There are curious parallels between ecology and business. Commercial frameworks seem to tend towards monopoly, unless regulated. Ecologies tend to a static, 'climacteric' state. There is a supposedly fundamental law of ecology which states that, at equilibrium, the number of co-existing species cannot exceed the number of limiting resources. If Michael Porter were to re-write this rule, it would probably say that there can be no more types of firm in a marketplace than there are defensible rent barriers inherent in it. (Or distinctive competencies, or whatever your favourite guru prefers.)

This gives rise to the so-called 'paradox of the plankton': that despite this law, very many species do, in fact, co-exist. In a paper* in Nature, the answer is spelled out. It is to do with chaotic cycling. That is, species populations will exhibit chaotic fluctuations when their members compete for three or more separate resources.

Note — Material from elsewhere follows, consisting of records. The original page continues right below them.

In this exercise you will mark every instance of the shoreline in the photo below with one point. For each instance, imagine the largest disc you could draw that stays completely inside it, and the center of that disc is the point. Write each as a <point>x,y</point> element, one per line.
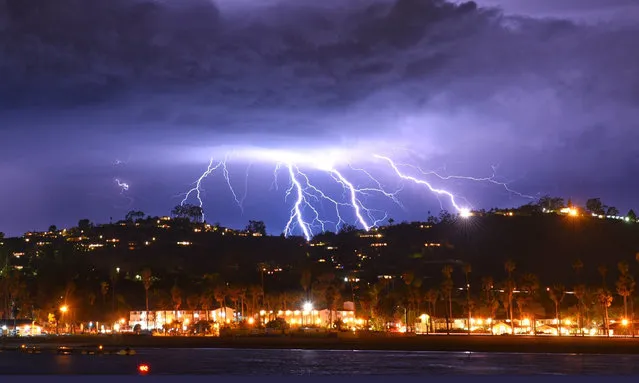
<point>434,343</point>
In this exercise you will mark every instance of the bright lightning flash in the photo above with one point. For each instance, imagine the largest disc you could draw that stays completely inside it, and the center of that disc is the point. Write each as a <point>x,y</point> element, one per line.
<point>122,185</point>
<point>305,213</point>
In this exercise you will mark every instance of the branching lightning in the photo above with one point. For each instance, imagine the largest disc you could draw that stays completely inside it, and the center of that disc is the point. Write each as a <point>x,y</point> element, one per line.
<point>309,200</point>
<point>122,185</point>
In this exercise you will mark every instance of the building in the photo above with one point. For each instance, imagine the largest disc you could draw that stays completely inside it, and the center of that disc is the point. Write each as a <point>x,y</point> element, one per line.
<point>157,319</point>
<point>20,327</point>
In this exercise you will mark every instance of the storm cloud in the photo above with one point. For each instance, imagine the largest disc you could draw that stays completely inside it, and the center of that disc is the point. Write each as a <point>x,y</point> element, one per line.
<point>552,100</point>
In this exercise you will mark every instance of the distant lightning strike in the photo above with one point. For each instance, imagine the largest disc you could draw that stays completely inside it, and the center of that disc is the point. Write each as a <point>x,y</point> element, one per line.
<point>305,213</point>
<point>122,185</point>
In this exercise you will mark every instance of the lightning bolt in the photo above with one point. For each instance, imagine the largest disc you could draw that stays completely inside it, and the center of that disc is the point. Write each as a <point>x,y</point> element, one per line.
<point>440,192</point>
<point>197,188</point>
<point>309,199</point>
<point>490,179</point>
<point>296,211</point>
<point>122,185</point>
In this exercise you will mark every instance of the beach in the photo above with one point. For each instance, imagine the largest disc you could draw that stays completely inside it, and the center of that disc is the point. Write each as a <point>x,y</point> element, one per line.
<point>398,342</point>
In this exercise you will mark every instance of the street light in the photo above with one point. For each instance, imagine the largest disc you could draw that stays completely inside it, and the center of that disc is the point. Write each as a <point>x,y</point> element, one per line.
<point>308,307</point>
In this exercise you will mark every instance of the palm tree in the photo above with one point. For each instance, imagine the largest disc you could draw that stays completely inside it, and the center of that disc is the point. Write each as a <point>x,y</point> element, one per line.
<point>176,297</point>
<point>605,300</point>
<point>146,282</point>
<point>447,291</point>
<point>306,281</point>
<point>557,294</point>
<point>509,266</point>
<point>603,270</point>
<point>104,290</point>
<point>625,285</point>
<point>580,294</point>
<point>220,296</point>
<point>255,292</point>
<point>467,271</point>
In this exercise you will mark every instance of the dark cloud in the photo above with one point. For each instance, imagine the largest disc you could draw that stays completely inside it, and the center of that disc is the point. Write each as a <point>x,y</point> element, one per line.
<point>457,82</point>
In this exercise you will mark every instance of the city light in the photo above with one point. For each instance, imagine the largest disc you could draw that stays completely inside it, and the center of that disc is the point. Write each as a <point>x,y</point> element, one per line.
<point>308,306</point>
<point>144,369</point>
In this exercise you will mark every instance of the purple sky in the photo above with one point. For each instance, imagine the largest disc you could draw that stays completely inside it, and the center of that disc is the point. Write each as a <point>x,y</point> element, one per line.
<point>545,91</point>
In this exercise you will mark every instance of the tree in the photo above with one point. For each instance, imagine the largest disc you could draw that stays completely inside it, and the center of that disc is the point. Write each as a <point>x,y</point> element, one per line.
<point>603,270</point>
<point>612,211</point>
<point>431,297</point>
<point>447,291</point>
<point>594,206</point>
<point>605,300</point>
<point>146,282</point>
<point>625,285</point>
<point>134,215</point>
<point>306,281</point>
<point>104,290</point>
<point>509,267</point>
<point>580,294</point>
<point>256,227</point>
<point>557,294</point>
<point>467,270</point>
<point>347,229</point>
<point>85,224</point>
<point>188,211</point>
<point>551,203</point>
<point>176,297</point>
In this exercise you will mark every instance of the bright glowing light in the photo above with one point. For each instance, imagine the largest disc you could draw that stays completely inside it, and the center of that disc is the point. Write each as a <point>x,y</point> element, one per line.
<point>308,306</point>
<point>122,185</point>
<point>144,368</point>
<point>309,200</point>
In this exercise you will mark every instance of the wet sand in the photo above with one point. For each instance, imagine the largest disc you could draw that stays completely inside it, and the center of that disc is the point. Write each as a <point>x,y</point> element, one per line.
<point>524,344</point>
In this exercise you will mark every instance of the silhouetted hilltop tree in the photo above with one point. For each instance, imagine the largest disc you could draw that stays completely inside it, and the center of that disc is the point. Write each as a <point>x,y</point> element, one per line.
<point>595,206</point>
<point>551,203</point>
<point>188,211</point>
<point>256,227</point>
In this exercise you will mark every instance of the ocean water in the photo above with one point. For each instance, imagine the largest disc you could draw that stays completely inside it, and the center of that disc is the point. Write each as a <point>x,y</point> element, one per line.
<point>243,362</point>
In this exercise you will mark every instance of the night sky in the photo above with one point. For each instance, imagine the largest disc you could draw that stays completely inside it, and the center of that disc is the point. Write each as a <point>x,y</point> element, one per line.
<point>146,92</point>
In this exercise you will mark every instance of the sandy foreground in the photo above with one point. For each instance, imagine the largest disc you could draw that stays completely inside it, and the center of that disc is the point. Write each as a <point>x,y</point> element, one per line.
<point>525,344</point>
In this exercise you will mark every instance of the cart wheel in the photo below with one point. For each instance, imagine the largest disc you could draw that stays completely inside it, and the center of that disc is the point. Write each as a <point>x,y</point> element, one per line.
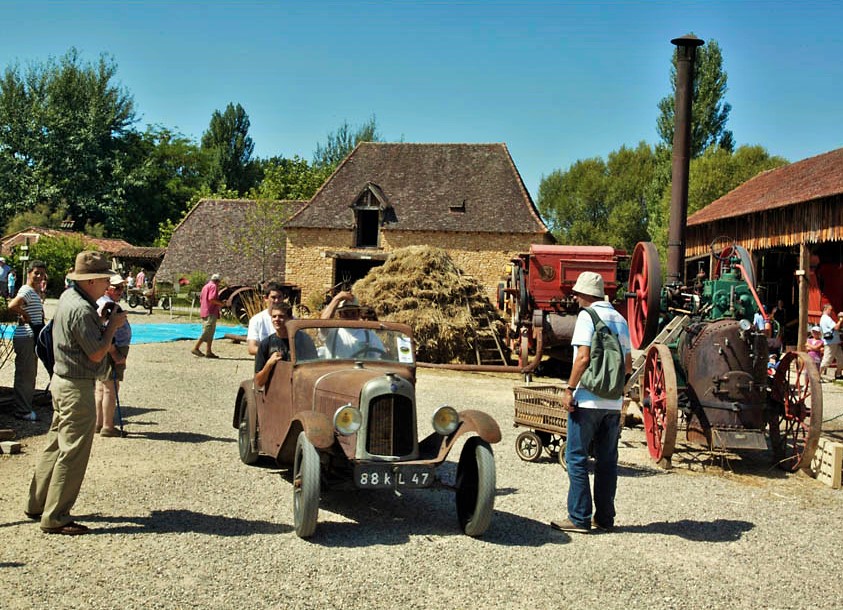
<point>560,455</point>
<point>305,487</point>
<point>528,446</point>
<point>645,282</point>
<point>475,486</point>
<point>658,402</point>
<point>797,408</point>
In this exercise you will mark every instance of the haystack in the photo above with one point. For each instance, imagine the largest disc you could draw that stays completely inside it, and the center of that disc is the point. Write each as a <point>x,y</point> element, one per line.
<point>422,287</point>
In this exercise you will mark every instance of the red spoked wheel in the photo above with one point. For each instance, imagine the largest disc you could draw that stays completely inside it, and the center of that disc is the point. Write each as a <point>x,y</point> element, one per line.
<point>645,284</point>
<point>797,407</point>
<point>659,401</point>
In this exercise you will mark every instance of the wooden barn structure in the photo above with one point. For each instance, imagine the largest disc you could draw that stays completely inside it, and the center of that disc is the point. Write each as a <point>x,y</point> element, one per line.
<point>791,220</point>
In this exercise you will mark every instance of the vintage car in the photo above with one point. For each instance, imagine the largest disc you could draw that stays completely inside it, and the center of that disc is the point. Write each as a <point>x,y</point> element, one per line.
<point>342,413</point>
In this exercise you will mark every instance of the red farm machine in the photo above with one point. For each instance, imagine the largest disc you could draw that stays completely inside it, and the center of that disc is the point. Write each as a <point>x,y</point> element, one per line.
<point>701,359</point>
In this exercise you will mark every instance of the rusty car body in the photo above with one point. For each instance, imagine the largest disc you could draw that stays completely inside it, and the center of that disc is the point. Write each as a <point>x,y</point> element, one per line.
<point>349,421</point>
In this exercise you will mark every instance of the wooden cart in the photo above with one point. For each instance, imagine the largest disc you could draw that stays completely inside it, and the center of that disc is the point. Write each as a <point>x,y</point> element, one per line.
<point>539,408</point>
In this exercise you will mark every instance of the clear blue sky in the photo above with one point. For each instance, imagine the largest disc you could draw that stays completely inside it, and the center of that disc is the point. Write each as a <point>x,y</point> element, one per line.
<point>555,81</point>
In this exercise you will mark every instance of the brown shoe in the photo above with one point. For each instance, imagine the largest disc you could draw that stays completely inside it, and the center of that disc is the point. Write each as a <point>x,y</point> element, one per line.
<point>68,529</point>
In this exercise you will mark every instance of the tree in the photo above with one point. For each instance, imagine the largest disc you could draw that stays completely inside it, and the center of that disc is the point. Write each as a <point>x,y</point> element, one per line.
<point>285,179</point>
<point>709,110</point>
<point>261,236</point>
<point>162,174</point>
<point>600,202</point>
<point>62,128</point>
<point>228,149</point>
<point>342,141</point>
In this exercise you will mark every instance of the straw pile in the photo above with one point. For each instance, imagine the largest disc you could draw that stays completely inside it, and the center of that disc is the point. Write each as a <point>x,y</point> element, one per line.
<point>422,287</point>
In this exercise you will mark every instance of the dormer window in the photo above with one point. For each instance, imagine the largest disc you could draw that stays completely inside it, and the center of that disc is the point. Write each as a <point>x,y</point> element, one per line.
<point>371,211</point>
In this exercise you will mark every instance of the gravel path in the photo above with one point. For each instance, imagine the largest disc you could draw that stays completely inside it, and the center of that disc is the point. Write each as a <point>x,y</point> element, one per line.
<point>180,522</point>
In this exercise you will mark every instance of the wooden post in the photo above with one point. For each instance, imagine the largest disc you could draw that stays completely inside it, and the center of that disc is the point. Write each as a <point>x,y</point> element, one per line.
<point>802,273</point>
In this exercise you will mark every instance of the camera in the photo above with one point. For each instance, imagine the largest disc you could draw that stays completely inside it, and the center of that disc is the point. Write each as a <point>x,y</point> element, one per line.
<point>109,308</point>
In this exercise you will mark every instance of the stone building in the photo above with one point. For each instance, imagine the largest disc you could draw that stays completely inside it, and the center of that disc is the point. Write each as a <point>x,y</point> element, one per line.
<point>466,198</point>
<point>209,238</point>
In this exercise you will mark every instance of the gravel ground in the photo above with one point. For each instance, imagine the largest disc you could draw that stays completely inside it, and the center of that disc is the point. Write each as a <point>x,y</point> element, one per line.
<point>180,522</point>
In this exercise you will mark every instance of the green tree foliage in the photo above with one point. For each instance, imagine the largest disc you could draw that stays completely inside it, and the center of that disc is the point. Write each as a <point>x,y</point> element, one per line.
<point>261,236</point>
<point>41,216</point>
<point>60,255</point>
<point>342,141</point>
<point>709,110</point>
<point>64,125</point>
<point>600,202</point>
<point>161,177</point>
<point>285,179</point>
<point>228,149</point>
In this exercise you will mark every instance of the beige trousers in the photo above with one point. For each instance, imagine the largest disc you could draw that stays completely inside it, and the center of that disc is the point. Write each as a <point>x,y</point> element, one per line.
<point>61,467</point>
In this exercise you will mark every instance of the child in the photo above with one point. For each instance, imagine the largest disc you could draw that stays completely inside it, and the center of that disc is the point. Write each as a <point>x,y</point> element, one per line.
<point>814,345</point>
<point>772,365</point>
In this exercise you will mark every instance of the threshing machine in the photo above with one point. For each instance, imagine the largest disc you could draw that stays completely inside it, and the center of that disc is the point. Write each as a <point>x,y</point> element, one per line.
<point>536,295</point>
<point>703,369</point>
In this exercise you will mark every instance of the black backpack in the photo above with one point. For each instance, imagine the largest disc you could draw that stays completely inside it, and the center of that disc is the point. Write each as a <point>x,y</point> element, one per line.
<point>44,347</point>
<point>606,370</point>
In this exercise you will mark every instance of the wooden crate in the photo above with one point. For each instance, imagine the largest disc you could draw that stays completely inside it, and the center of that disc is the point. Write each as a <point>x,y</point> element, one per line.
<point>538,406</point>
<point>827,464</point>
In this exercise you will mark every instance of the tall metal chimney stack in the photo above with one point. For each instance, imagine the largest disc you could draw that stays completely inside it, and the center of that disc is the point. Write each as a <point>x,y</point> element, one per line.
<point>686,50</point>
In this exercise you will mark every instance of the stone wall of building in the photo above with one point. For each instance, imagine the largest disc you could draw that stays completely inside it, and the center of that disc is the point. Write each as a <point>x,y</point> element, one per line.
<point>480,255</point>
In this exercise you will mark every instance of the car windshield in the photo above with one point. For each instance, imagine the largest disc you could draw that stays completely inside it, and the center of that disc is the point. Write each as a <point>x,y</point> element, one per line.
<point>352,343</point>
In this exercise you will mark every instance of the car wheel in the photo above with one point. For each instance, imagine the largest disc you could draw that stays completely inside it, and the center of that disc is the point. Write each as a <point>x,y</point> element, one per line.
<point>305,487</point>
<point>244,440</point>
<point>475,486</point>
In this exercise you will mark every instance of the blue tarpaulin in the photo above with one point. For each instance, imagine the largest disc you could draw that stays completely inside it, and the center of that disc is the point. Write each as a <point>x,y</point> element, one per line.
<point>161,333</point>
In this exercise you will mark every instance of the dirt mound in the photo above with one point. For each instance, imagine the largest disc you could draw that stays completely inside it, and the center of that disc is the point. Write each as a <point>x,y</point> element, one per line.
<point>422,287</point>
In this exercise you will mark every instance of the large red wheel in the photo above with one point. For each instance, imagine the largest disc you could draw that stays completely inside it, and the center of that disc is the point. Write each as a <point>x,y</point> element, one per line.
<point>797,410</point>
<point>658,401</point>
<point>645,284</point>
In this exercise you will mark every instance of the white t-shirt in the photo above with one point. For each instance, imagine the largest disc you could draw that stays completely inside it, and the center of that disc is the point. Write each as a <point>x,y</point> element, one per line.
<point>583,330</point>
<point>260,326</point>
<point>351,342</point>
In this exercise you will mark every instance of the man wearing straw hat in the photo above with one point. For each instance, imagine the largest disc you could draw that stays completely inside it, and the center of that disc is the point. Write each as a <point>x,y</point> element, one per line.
<point>80,346</point>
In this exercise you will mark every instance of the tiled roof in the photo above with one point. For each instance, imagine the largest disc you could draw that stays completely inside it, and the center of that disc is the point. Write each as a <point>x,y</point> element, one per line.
<point>206,239</point>
<point>813,178</point>
<point>430,187</point>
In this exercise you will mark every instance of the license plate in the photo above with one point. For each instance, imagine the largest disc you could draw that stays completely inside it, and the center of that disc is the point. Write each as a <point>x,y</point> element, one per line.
<point>390,476</point>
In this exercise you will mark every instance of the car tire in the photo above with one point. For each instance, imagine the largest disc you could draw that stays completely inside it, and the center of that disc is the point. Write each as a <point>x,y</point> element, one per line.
<point>475,486</point>
<point>305,487</point>
<point>244,440</point>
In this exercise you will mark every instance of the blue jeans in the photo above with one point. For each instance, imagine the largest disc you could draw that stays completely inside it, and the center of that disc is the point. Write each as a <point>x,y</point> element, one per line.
<point>600,427</point>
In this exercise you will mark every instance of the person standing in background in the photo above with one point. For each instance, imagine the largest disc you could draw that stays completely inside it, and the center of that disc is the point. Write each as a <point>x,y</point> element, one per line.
<point>80,346</point>
<point>30,311</point>
<point>108,384</point>
<point>209,310</point>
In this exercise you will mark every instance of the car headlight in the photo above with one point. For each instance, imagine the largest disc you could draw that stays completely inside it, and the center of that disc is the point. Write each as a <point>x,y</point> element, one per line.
<point>445,420</point>
<point>347,420</point>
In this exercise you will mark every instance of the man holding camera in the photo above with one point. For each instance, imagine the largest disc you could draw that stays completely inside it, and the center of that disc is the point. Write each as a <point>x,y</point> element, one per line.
<point>108,383</point>
<point>80,346</point>
<point>831,340</point>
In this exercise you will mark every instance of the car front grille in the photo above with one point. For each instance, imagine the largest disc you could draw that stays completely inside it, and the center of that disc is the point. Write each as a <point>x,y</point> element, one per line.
<point>391,430</point>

This generates a constantly changing environment, with which many species can each individually find temporary, relative advantage. Complex populations of this sort are resilient, insofar as they can react quickly to any external change.

Accept a degree of instability

Monocultures fail absolutely, whilst diverse systems fail piecemeal, with others queueing to fill the vacancy. If, as a citizen, therefore, you want an adaptive and stable economy, then you should accept a degree of instability as the price of pluralism. If, however, as an employee or a shareholder, you want the secure performance of one particular firm, then you will seek absolute external placidity, in which this firm can proliferate (or, again, fail absolutely, or be subject to predation). Shareholders can diversify away this risk so long as corporations themselves remain diverse. The recent wave of benchmarking (etcetera) has tended to drive firms to resemble each other ever-more closely, and - I would suspect - to entrain their earnings and to homogenize their options.

Large corporations, however, embody some capacity to diversify risk, provided they are prepared to accept some diversity. They are relatively slow to sense the changing external environment, and yet slower to respond to it. (cf. the Economist article, Fear of the Unknown, pp. 89-90, 4 December 1999). They can compensate for this by maintaining 'plankton', diverse potential responses which will emerge organically as the challenges themselves change. This does not require an integrated, conscious response, just many independent, coherent but different responses.

It is worth noting that markets value firms chiefly for their intangibles, and that the explicit trade in intangibles in the US has risen from USD15 bn to USD100 bn in seven years. Implicit acquisition of assets such as IPR and 'connections' may have driven much of the M&A surge, however. It is the capacity to organise knowledge and the knowledgeable, to create joint relationships and to deploy the new infrastructure of the information age - a myriad of partners, routes to market, subcontractors - which are likely to be the defining characteristics of success. It is easy to see where the room for improvement exists, but it is hard to redesign formal, unique approaches to the ill-defined and the intangible. With regard to the early stages of such projects, therefore, the best solution may be to try many solutions, and to emphasise the one that seems to work at present. Pluralism and apparent inefficiency may be the strongest prescription for success.